江戸時代には、待合茶屋にあがった客が、茶屋を通して芸妓に指名を掛け(これを「何某を呼ぶ」または「何某を知らせる」という)、揚屋で実際に遊ぶことが一般であった。ただし上方(かみがた)では茶屋と揚屋がひとつになっていて置屋が直接に指名を受ける場合が多く、江戸でも料亭や船宿が直接置屋に指名をかけ、場所を移動せずに遊ぶこともあった。当時、芸妓は遊郭で遊女が来るまでの場つなぎとして呼ばれることが多く、この点が明治以降とはかなり違う。
現在では揚屋はほぼどの土地にも存在しない。その代わりに検番をおいて置屋のとりまとめを行い、芸妓や幇間の大半はこれに所属している。茶屋(または揚屋)にあがった客は、店を介して検番に声をかけ、芸妓を知らせるのである。また、検番では、芸妓の教育をもまとめて行っている場合が多い。
通常、客は時間決めで芸妓を酒席に呼ぶことができる。具体的にはその際に宴席を設ける料理屋に予約の際にその旨を伝え、予算や希望に応じて料理屋が手配をしてくれる。無論、指名も可能である。 通常、芸妓が出入りできる料理屋は決まっておりどこでも呼べるわけではないので注意が必要である(料亭の項を参照)。
しかし最近では様々な緩和により加盟店以外の出入りも見受けられる(その場合、割り増しや各種の条件がつく場合もある)。
当日その場でも空きがあれば手配も可能だが通常はあまりそのようなことはしない。
その料金のことを、関東では「玉代(ぎょくだい)」または「線香代」、関西では「花代(はなだい)」などと呼ぶ。「線香代」というのは、時計のないころに線香1本が燃え尽きるまでの時間の料金だったからという。 このほかに祝儀(ご祝儀)と呼ばれる一種のチップのようなものも必要となる。
芸妓の料金の支払い方法は、使用した料理屋等からの請求で飲食の代金とあわせて来るのでその際に一括して支払う。
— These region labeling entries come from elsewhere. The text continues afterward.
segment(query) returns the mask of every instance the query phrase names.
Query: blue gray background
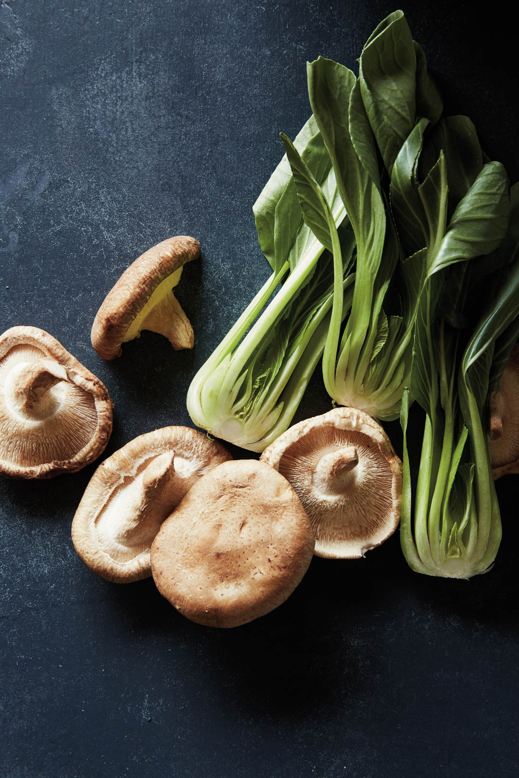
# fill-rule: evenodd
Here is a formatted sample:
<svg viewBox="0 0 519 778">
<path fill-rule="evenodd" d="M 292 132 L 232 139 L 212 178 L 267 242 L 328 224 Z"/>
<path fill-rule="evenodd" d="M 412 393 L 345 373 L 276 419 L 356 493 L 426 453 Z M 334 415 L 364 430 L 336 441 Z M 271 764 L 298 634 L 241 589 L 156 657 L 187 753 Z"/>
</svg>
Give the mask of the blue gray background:
<svg viewBox="0 0 519 778">
<path fill-rule="evenodd" d="M 107 454 L 189 423 L 191 377 L 268 275 L 251 207 L 279 132 L 309 115 L 305 62 L 355 68 L 393 10 L 0 0 L 0 324 L 47 330 L 107 384 Z M 472 118 L 515 181 L 511 12 L 404 10 L 449 112 Z M 202 247 L 178 293 L 195 350 L 145 333 L 103 363 L 89 342 L 97 307 L 178 233 Z M 296 418 L 329 407 L 317 374 Z M 82 565 L 70 524 L 93 469 L 0 483 L 2 778 L 517 775 L 516 477 L 498 485 L 503 541 L 488 575 L 416 575 L 395 535 L 366 559 L 315 559 L 284 605 L 224 631 L 184 619 L 151 580 L 116 586 Z"/>
</svg>

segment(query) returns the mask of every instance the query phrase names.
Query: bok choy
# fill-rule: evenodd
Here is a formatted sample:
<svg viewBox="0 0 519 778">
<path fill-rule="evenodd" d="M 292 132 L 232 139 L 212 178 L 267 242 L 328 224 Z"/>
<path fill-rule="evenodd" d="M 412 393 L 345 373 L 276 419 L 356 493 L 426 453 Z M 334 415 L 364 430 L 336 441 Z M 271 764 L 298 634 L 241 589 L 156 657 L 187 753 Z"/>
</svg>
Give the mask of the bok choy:
<svg viewBox="0 0 519 778">
<path fill-rule="evenodd" d="M 351 304 L 355 240 L 313 117 L 296 145 L 322 187 L 339 230 L 342 318 Z M 331 254 L 303 221 L 286 157 L 254 212 L 272 274 L 195 375 L 188 410 L 195 424 L 217 437 L 262 451 L 289 427 L 321 359 L 336 282 Z"/>
</svg>

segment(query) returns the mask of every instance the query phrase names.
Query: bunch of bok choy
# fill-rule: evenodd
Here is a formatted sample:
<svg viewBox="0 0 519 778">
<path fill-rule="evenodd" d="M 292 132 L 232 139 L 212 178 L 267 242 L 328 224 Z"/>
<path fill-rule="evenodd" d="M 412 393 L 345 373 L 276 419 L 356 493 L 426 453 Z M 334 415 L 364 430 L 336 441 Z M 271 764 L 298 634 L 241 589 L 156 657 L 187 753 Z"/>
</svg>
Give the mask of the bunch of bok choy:
<svg viewBox="0 0 519 778">
<path fill-rule="evenodd" d="M 325 193 L 338 229 L 342 319 L 351 305 L 354 236 L 313 117 L 295 144 Z M 195 424 L 217 437 L 262 451 L 289 427 L 321 359 L 335 282 L 330 253 L 303 221 L 286 157 L 258 198 L 254 212 L 272 274 L 195 375 L 188 393 L 188 410 Z"/>
</svg>

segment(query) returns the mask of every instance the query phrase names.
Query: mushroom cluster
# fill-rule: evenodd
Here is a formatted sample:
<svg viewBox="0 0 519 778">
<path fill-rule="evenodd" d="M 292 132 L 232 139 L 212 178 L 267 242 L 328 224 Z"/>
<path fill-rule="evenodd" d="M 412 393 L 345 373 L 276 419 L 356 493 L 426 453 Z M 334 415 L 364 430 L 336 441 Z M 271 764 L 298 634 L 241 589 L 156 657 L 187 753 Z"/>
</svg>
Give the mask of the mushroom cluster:
<svg viewBox="0 0 519 778">
<path fill-rule="evenodd" d="M 192 348 L 172 289 L 199 254 L 198 241 L 180 236 L 128 268 L 93 322 L 100 356 L 115 359 L 143 329 L 175 349 Z M 0 338 L 0 475 L 73 471 L 104 449 L 108 392 L 47 333 L 18 327 Z M 153 575 L 188 619 L 233 627 L 281 605 L 314 553 L 353 558 L 382 543 L 398 523 L 401 489 L 402 463 L 387 436 L 352 408 L 295 425 L 259 461 L 233 460 L 204 433 L 169 426 L 139 436 L 97 468 L 72 538 L 101 577 L 129 583 Z"/>
<path fill-rule="evenodd" d="M 160 525 L 198 478 L 232 457 L 188 427 L 140 435 L 92 476 L 72 521 L 72 542 L 102 578 L 124 584 L 151 575 L 149 549 Z"/>
</svg>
芸妓には大まかに立方と地方との2種がある(京都でいう舞妓・芸子の別は、職掌としては、ほぼこの立方・地方の別に等しい)。
立方(たちかた)
舞踊を主にする者
地方(じかた)
長唄や清元などの唄、語りや三味線や鳴物の演奏をうけもつ者
地方となるにはそれなりの修練が必要であり、通常は立方を卒業した姉芸妓が地方に廻る。そのほか、芸妓には素養としてひととおりの音曲、茶道などの修行が求められることが多い。
遊女との区別
芸妓はあくまでも芸を売って座の取持ちを行うのがその勤めである。